Maar velen onder ons die ruis horen en vervolgens kijken of er Behringer app. in het rack zit en dan de conclusie trekken OK niks aan te doen, zonder zich af te vragen waar de ruis mogelijk vandaan komt en of alles wel op de juiste manier gebruikt word.

citaat:
--------------------------------------------------------------------------------
Dat bedoelde ik met:
is die ADA8000 dan zo slecht?
--------------------------------------------------------------------------------
Helemaal niet, maar het is een Behringer.
--------------------------------------------------------------------------------

gr. Herman

----------


## vasco

> citaat:_Geplaatst door bones2001_
> 
> Kijk eens naar de Alesis AI-3
> Kost +/- 250 euro's
> 
> http://www.alesis.com/product.php?id=5



Hierin zitten alleen geen mic preamps zoals in de ADA8000.
Ook alle aansluitingen als jack op de achterkant i.p.v. in voor en uit achter en alles op XLR.

----------


## purplehaze

De ADA8000 is in mijn optiek, ik gebruik em in combinatie met een 01V96, een perfect apparaat, 
ik heb er nog geen enkel probleem mee gehad, ook de pre-amps doen gewoon goed hun werk zonder opvallende ruis.
En als je dan nog de prijs bekijkt is het echt een toppertje!

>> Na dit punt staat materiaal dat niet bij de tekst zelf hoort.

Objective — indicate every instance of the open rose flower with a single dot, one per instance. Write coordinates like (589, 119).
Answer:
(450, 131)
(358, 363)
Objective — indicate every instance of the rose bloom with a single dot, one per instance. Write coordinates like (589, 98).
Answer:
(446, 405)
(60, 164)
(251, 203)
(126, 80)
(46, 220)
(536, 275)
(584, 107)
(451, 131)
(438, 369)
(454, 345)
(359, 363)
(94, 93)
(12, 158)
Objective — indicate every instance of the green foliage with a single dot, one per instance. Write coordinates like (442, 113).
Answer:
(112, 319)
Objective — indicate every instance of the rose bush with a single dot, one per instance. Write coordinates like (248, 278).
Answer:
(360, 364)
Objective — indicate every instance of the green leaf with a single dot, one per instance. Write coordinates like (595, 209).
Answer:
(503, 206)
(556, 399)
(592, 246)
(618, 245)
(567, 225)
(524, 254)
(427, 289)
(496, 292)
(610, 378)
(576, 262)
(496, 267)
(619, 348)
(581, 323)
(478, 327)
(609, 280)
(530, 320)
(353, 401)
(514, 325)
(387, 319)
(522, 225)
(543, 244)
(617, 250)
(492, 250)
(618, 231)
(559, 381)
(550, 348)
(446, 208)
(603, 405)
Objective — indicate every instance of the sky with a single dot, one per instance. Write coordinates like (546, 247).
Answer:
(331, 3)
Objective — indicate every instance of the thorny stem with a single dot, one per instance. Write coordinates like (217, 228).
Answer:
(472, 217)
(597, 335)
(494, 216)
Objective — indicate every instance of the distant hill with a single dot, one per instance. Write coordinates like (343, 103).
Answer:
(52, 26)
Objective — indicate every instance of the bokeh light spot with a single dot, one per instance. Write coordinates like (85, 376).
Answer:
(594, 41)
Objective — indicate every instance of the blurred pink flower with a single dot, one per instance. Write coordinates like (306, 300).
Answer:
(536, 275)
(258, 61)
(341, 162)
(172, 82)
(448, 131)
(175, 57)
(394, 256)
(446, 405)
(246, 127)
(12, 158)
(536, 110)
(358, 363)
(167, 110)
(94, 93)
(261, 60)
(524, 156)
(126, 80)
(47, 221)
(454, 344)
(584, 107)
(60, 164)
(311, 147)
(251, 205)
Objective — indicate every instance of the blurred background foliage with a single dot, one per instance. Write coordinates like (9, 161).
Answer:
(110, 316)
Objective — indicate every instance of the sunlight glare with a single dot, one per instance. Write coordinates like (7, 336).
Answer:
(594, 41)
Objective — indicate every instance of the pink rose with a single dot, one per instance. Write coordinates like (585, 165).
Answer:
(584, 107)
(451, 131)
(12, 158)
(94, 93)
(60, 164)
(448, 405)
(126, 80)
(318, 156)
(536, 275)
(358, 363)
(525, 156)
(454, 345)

Ik vraag me af of er wel een betaalbaar alternatief is met pre-amps aan boord?

groet, Michel

----------


## DvdV

Kijk eens naar de nieuwe producten van Focusrite.....
Die hebben een super alternatief!

Groetjes Dennis

----------


## Mike Manders

inderdaad, de ADA8000 is niet heeeeeel slecht, maar probeer het eens met een condensatormicrofoon met een hoge output, dan trekt de behringer preamp het echt niet. Ik gebruik momenteel  focusrite octopres, die preamps zijn dan toch wel wat beter.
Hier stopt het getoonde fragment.